[PATCH v2 2/6] mm: generalize postponed non-root kmem_cache deactivation

From: Roman Gushchin
Date: Tue Apr 23 2019 - 18:16:56 EST


Currently SLUB uses a work scheduled after an RCU grace period
to deactivate a non-root kmem_cache. This mechanism can be reused
for kmem_caches reparenting, but requires some generalization.

Let's decouple all infrastructure (rcu callback, work callback)
from the SLUB-specific code, so it can be used with SLAB as well.

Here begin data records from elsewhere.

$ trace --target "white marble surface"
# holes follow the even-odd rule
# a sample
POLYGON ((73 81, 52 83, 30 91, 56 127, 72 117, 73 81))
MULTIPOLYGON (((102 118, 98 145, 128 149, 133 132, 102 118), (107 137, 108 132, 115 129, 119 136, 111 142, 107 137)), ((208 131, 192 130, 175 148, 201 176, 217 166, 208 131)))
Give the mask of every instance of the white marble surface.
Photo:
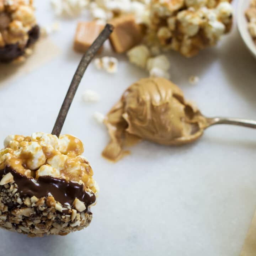
MULTIPOLYGON (((40 23, 54 21, 49 1, 36 2, 40 23)), ((52 37, 62 49, 59 57, 8 85, 0 84, 1 140, 50 132, 81 57, 71 49, 76 22, 62 21, 52 37)), ((108 54, 114 55, 102 55, 108 54)), ((126 87, 146 75, 125 56, 118 59, 115 75, 89 67, 63 130, 84 142, 100 187, 91 224, 65 237, 33 239, 1 230, 0 255, 239 255, 256 206, 256 131, 213 127, 193 144, 145 142, 120 162, 109 162, 101 156, 106 129, 92 115, 106 113, 126 87), (86 89, 98 92, 100 102, 84 102, 86 89)), ((172 80, 205 115, 256 119, 256 62, 235 26, 218 47, 190 59, 175 53, 170 59, 172 80), (197 85, 188 83, 191 75, 199 77, 197 85)))

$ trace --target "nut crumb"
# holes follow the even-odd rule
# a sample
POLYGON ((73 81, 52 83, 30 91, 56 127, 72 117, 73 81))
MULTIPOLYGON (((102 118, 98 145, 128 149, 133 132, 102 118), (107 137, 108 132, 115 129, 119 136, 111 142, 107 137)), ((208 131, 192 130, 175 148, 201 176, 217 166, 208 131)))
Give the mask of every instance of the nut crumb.
POLYGON ((14 181, 14 177, 12 175, 10 172, 9 172, 4 175, 0 181, 0 185, 5 185, 8 183, 10 183, 14 181))
POLYGON ((78 198, 74 200, 73 205, 79 212, 83 212, 86 209, 86 207, 84 203, 78 198))

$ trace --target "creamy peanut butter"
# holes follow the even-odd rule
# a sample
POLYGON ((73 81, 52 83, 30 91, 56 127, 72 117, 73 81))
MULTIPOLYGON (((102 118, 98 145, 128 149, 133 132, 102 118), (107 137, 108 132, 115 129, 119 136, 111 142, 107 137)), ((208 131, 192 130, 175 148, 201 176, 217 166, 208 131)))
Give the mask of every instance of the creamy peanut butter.
POLYGON ((111 140, 102 155, 117 161, 129 153, 125 146, 142 139, 166 145, 192 142, 202 135, 206 121, 176 85, 150 78, 127 89, 105 123, 111 140))

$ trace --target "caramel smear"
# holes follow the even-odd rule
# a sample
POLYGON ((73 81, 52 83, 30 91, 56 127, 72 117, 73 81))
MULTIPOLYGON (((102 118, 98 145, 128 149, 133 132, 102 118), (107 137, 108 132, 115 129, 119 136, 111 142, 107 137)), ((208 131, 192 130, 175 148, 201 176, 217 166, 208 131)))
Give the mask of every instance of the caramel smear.
MULTIPOLYGON (((76 27, 74 48, 78 52, 84 53, 103 30, 104 26, 97 21, 80 22, 76 27)), ((103 47, 99 51, 101 52, 103 47)))
POLYGON ((142 139, 167 145, 192 142, 203 134, 207 121, 176 85, 150 78, 127 89, 104 123, 111 139, 102 155, 116 161, 129 153, 124 147, 142 139))

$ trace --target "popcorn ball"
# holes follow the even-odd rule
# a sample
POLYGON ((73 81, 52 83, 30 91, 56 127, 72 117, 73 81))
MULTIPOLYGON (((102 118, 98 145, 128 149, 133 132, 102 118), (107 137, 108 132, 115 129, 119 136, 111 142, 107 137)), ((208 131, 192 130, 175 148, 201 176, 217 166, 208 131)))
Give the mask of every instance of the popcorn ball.
POLYGON ((0 63, 24 58, 39 37, 33 0, 0 0, 0 63))
POLYGON ((90 223, 98 190, 71 135, 12 135, 0 151, 0 226, 29 236, 64 235, 90 223))
POLYGON ((191 57, 229 31, 233 13, 227 0, 152 0, 148 42, 191 57))

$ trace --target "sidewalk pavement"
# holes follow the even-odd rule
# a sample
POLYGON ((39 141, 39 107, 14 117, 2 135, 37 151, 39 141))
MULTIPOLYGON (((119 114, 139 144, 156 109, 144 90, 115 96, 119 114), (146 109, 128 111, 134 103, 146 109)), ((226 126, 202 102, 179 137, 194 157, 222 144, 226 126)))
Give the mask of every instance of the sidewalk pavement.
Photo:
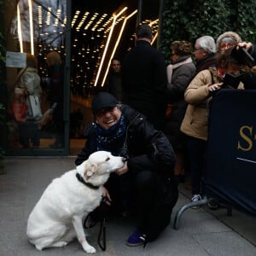
MULTIPOLYGON (((73 158, 8 158, 5 174, 0 175, 0 255, 58 256, 84 255, 77 241, 61 248, 36 250, 26 236, 26 220, 34 205, 50 181, 74 168, 73 158)), ((122 256, 252 256, 256 255, 256 218, 224 209, 211 211, 207 207, 189 209, 182 216, 179 229, 173 229, 177 209, 189 202, 190 192, 179 185, 179 199, 172 223, 160 236, 143 247, 129 247, 125 240, 133 231, 134 221, 126 218, 107 221, 107 250, 97 244, 100 225, 86 232, 97 251, 95 255, 122 256)))

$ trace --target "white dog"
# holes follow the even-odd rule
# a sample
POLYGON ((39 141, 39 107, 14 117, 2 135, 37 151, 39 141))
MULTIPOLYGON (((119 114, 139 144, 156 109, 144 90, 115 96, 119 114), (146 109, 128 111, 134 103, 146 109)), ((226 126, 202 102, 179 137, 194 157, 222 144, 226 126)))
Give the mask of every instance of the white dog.
POLYGON ((96 249, 86 241, 83 221, 101 203, 102 185, 125 160, 97 151, 76 169, 55 178, 32 211, 26 236, 38 250, 63 247, 76 236, 88 253, 96 249))

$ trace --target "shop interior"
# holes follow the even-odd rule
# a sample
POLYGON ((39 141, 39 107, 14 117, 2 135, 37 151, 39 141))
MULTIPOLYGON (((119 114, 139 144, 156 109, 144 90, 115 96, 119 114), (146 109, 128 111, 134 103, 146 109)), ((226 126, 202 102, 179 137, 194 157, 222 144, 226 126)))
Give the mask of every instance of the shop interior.
MULTIPOLYGON (((20 1, 20 8, 22 2, 26 1, 20 1)), ((113 56, 122 59, 132 49, 135 28, 140 22, 150 24, 154 32, 153 44, 156 44, 160 1, 73 0, 70 42, 67 42, 67 29, 69 29, 67 26, 67 5, 59 1, 51 3, 51 7, 47 6, 44 1, 33 2, 37 6, 37 17, 33 17, 37 20, 34 21, 37 24, 34 28, 37 40, 33 40, 37 45, 33 46, 33 54, 38 57, 43 90, 47 90, 48 86, 47 53, 57 51, 64 65, 70 67, 69 155, 75 155, 84 143, 81 137, 83 127, 93 119, 90 108, 91 96, 104 87, 111 59, 113 56), (67 51, 68 46, 69 52, 67 51)), ((32 40, 27 40, 26 44, 24 40, 26 35, 22 36, 22 50, 29 52, 32 40)), ((43 96, 42 111, 48 108, 44 103, 43 96)), ((45 137, 45 144, 49 144, 47 140, 45 137)), ((44 143, 42 147, 44 148, 44 143)))

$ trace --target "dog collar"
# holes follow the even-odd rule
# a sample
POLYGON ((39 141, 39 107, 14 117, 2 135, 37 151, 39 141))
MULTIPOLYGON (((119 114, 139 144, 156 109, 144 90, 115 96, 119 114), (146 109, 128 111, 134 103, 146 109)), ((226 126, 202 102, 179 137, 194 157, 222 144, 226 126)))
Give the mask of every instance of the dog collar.
POLYGON ((78 180, 80 183, 82 183, 83 184, 84 184, 85 186, 87 186, 87 187, 89 187, 92 189, 99 189, 99 186, 95 186, 92 183, 85 183, 84 179, 82 177, 82 176, 79 172, 76 173, 76 177, 77 177, 78 180))

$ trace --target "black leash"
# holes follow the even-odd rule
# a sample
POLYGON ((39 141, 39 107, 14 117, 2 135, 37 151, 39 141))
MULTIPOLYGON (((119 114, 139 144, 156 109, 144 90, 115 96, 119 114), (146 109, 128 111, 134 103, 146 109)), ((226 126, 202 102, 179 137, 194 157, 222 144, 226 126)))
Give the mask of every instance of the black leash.
POLYGON ((101 227, 98 236, 98 244, 103 252, 106 251, 106 218, 103 218, 101 221, 101 227), (101 237, 102 236, 102 240, 101 241, 101 237))

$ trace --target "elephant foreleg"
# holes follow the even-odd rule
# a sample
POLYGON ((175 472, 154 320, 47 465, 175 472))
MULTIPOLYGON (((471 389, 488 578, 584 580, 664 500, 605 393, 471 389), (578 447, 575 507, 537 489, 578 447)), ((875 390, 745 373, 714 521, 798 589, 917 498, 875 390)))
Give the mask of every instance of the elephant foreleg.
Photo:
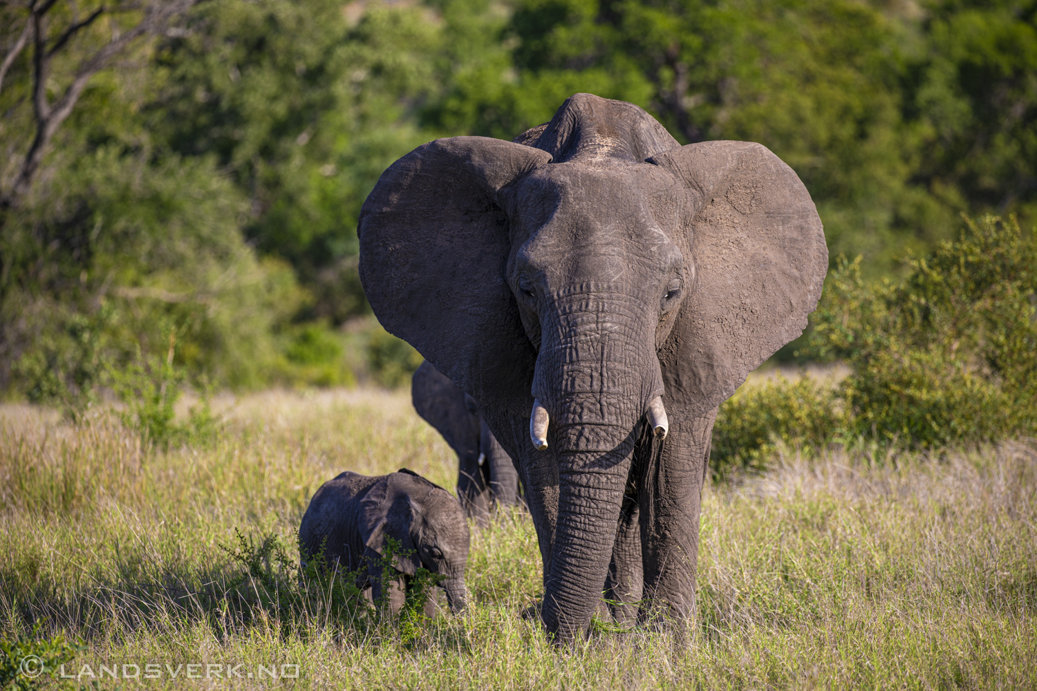
POLYGON ((621 626, 633 626, 637 622, 644 586, 639 514, 637 499, 627 492, 619 512, 616 543, 605 579, 605 598, 609 601, 612 617, 621 626))
POLYGON ((664 612, 686 621, 695 612, 702 482, 717 409, 690 420, 673 412, 669 435, 640 473, 645 623, 664 612))

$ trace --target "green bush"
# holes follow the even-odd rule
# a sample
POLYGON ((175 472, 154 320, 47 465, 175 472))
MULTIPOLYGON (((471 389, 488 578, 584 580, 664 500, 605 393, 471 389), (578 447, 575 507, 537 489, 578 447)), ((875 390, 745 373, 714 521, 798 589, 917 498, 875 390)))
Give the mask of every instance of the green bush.
POLYGON ((796 381, 782 377, 744 386, 717 413, 709 454, 713 473, 724 477, 734 468, 761 470, 779 442, 821 448, 843 426, 836 391, 810 377, 796 381))
POLYGON ((286 334, 279 377, 296 386, 355 386, 341 336, 320 322, 300 324, 286 334))
POLYGON ((1014 218, 964 221, 900 283, 866 285, 861 258, 840 257, 805 354, 849 376, 739 390, 717 416, 716 472, 761 467, 779 441, 941 449, 1037 433, 1037 241, 1014 218))
POLYGON ((0 689, 8 685, 19 691, 38 688, 45 675, 51 684, 64 686, 57 678, 59 666, 72 662, 86 646, 83 641, 68 642, 60 633, 44 638, 39 629, 36 622, 31 635, 0 640, 0 689))
POLYGON ((1037 242, 1014 218, 867 288, 842 260, 815 315, 817 356, 845 358, 847 432, 926 449, 1037 431, 1037 242))
POLYGON ((367 338, 367 362, 374 380, 387 388, 411 382, 411 375, 423 362, 421 353, 381 325, 371 328, 367 338))

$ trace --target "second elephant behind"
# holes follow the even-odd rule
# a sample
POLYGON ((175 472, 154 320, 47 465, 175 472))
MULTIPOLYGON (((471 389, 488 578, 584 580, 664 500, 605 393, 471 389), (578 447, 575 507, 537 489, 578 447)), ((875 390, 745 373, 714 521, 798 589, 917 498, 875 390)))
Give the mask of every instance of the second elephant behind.
POLYGON ((457 454, 457 497, 469 516, 485 517, 496 501, 522 502, 518 472, 479 414, 475 400, 427 361, 411 383, 414 408, 457 454))

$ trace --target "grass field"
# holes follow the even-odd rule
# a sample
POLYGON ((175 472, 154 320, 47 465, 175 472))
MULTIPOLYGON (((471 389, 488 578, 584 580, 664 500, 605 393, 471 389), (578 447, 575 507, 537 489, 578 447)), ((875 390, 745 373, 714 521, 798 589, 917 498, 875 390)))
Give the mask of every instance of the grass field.
POLYGON ((215 443, 155 453, 112 418, 0 407, 0 637, 38 621, 82 639, 60 683, 91 688, 1037 688, 1037 442, 790 454, 707 487, 685 643, 599 625, 555 651, 518 616, 540 589, 521 513, 473 527, 472 606, 416 633, 319 597, 264 604, 221 547, 235 529, 295 559, 326 480, 407 466, 452 487, 456 460, 405 394, 267 393, 225 415, 215 443), (214 597, 235 581, 246 595, 214 597))

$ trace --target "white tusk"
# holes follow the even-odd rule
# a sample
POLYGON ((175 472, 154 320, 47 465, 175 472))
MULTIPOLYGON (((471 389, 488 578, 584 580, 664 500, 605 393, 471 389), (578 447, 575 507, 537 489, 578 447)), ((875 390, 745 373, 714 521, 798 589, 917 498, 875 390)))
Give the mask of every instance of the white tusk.
POLYGON ((665 439, 666 433, 670 429, 670 421, 666 418, 666 407, 663 406, 662 396, 652 399, 645 414, 648 415, 648 424, 651 425, 655 438, 665 439))
POLYGON ((529 438, 533 440, 533 445, 537 451, 548 448, 548 423, 551 415, 548 409, 540 404, 540 399, 533 399, 533 412, 529 416, 529 438))

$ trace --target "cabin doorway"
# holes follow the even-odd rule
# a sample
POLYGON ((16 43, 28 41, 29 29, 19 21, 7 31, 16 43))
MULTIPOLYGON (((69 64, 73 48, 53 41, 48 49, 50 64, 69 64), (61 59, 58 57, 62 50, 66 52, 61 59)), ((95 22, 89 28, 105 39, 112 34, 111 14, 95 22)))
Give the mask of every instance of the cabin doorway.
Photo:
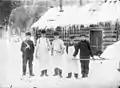
POLYGON ((102 30, 90 31, 90 44, 93 54, 102 51, 102 30))

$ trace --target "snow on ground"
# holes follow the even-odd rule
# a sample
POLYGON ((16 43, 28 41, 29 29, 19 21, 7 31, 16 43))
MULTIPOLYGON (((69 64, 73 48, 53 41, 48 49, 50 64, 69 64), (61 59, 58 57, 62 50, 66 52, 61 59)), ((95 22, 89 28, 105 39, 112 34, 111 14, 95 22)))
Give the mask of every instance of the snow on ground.
POLYGON ((33 86, 38 88, 117 88, 116 85, 120 83, 120 73, 116 70, 118 64, 114 60, 103 61, 103 64, 100 61, 91 61, 89 77, 82 79, 80 75, 79 79, 76 80, 75 78, 66 79, 67 74, 64 74, 63 79, 53 76, 48 78, 39 77, 38 61, 35 58, 33 65, 36 76, 31 78, 33 81, 31 83, 21 81, 22 58, 20 45, 21 43, 8 43, 0 40, 1 85, 12 84, 13 88, 33 88, 33 86))

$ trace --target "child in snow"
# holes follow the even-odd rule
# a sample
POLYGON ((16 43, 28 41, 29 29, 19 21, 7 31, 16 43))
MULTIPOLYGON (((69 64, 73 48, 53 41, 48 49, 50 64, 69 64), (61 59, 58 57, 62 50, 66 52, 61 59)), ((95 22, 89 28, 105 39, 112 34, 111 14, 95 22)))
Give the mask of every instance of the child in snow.
POLYGON ((53 55, 53 63, 54 63, 54 75, 59 75, 62 77, 62 69, 63 69, 63 54, 65 50, 64 42, 59 39, 59 33, 54 32, 54 40, 52 42, 52 55, 53 55))
POLYGON ((75 76, 75 78, 78 78, 78 60, 72 60, 73 59, 73 54, 75 51, 75 46, 74 46, 74 36, 70 36, 70 43, 66 47, 66 52, 68 54, 67 56, 67 71, 68 71, 68 76, 67 78, 71 78, 72 74, 75 76))
POLYGON ((39 59, 39 68, 42 76, 48 76, 48 69, 50 66, 50 54, 51 44, 48 38, 46 38, 46 31, 41 31, 41 37, 37 40, 36 45, 36 58, 39 59))
POLYGON ((33 41, 30 40, 31 33, 26 33, 26 39, 22 42, 21 52, 23 58, 23 76, 26 75, 26 65, 29 63, 29 74, 30 76, 34 76, 33 74, 33 53, 34 53, 34 44, 33 41))
MULTIPOLYGON (((89 74, 89 59, 90 56, 93 58, 92 50, 90 47, 90 43, 87 41, 86 35, 81 35, 81 41, 79 41, 75 46, 75 52, 73 54, 74 57, 78 54, 80 50, 80 59, 88 59, 88 60, 80 60, 81 63, 81 74, 82 78, 88 77, 89 74)), ((94 58, 93 58, 94 59, 94 58)))

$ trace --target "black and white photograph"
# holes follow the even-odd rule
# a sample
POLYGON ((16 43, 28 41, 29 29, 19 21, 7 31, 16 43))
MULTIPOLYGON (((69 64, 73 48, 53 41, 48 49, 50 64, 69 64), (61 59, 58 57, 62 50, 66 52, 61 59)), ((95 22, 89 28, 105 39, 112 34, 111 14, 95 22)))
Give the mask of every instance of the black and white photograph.
POLYGON ((120 0, 0 0, 0 88, 120 88, 120 0))

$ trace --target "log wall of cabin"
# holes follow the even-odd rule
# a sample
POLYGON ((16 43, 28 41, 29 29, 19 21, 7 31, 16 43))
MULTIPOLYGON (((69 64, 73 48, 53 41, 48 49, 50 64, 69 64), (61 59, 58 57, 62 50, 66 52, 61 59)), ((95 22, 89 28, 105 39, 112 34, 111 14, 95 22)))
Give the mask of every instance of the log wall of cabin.
POLYGON ((103 28, 103 50, 108 46, 116 42, 117 32, 113 27, 103 28))
MULTIPOLYGON (((74 35, 75 36, 75 43, 77 43, 80 40, 80 35, 85 34, 88 36, 88 39, 90 41, 90 30, 101 30, 103 33, 103 50, 108 46, 116 42, 116 34, 117 32, 114 30, 114 27, 83 27, 81 28, 79 25, 74 26, 66 26, 61 29, 61 36, 60 38, 65 42, 65 44, 69 43, 69 36, 74 35)), ((47 32, 47 37, 52 41, 53 40, 53 32, 49 30, 47 32)), ((40 37, 40 32, 36 32, 40 37)))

Also, let's rename some functions to make the code look simpler.
All SLAB/SLUB-specific functions start with "__". Remove "deact_"
prefix from the corresponding struct fields.

Here is the graph of a new calling scheme:
kmemcg_cache_deactivate()
__kmemcg_cache_deactivate() SLAB/SLUB-specific
kmemcg_schedule_work_after_rcu() rcu
kmemcg_after_rcu_workfn() work
kmemcg_cache_deactivate_after_rcu()
__kmemcg_cache_deactivate_after_rcu() SLAB/SLUB-specific

instead of:
__kmemcg_cache_deactivate() SLAB/SLUB-specific
slab_deactivate_memcg_cache_rcu_sched() SLUB-only
kmemcg_deactivate_rcufn SLUB-only, rcu
kmemcg_deactivate_workfn SLUB-only, work
kmemcg_cache_deact_after_rcu() SLUB-only

Signed-off-by: Roman Gushchin <guro@xxxxxx>
---
include/linux/slab.h | 6 ++---
mm/slab.c | 4 +++
mm/slab.h | 3 ++-
mm/slab_common.c | 62 ++++++++++++++++++++------------------------
mm/slub.c | 8 +-----
5 files changed, 38 insertions(+), 45 deletions(-)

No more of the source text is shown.